On s’attache beaucoup aux personnages dont le narrateur a la charge - sic -. On les sait plus ou moins condamnés et l’enquête révèle beaucoup de choses sur eux, sur leur existence. Il creuse dans leur psychologie, leur rapport aux autres. Il se dégage souvent une douce mélancolie. On ne se plaint pas (on est au Japon) mais la vie ne fait pas de cadeau et notre enquêteur en est en quelque sorte le révélateur. On est donc traversé par de multiples émotions, souvent contradictoires, qui amènent à réfléchir sur le sens de la vie, le parcours effectué et ce qu’il reste à vivre. Très variés dans leurs contenus les textes touchent très souvent juste. Pour ma part j’ai adoré le premier récit sur la jeune femme qui ne se raccroche plus à rien dans son existence, souhaitant même mourir tant elle a perdu goût à tout, vivant dans un fatalisme absolu. L’ultime retournement de situation est absolument délectable et totalement imprévu. Mon côté fleur bleu a aussi été totalement séduit par l’histoire d’amour romantique à souhait entre les deux voisins, la pureté des actes et pensées qui se croisent sans jamais se comprendre au départ est désarçonnant de poésie et de beauté.

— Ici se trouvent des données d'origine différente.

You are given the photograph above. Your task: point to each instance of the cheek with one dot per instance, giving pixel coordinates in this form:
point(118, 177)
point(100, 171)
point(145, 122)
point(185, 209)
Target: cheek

Au milieu de tout cela, vous avez un dieu de la mort plutôt insensible, que le genre humain indiffère et qui n’a de goût que pour la musique qu’il écoute dès qu’il peut. Il n’a jamais vu le soleil (il pleut toujours pendant ses missions), il provoque la stupéfaction et l’incompréhension autour de lui par ses réactions en décalage et traîne sa carcasse au fil des missions avec une certaine nonchalance accompagnée de sentences et de réflexions pas piquées des vers. On aime à le suivre, il découvre énormément de choses, livre un regard différent et désinvolte sur notre espèce. Le pari est totalement réussi et chacun des récits apporte sa pierre à l’édifice, propose un voyage à nul autre pareil aux confins du fantastique et de l’étude de mœurs.
Servi par une écriture ciselée qui met remarquablement en mots ces histoires étranges et révélatrices à la fois, voici un recueil à découvrir absolument si vous êtes amateurs de littérature japonaise. Un excellent crû.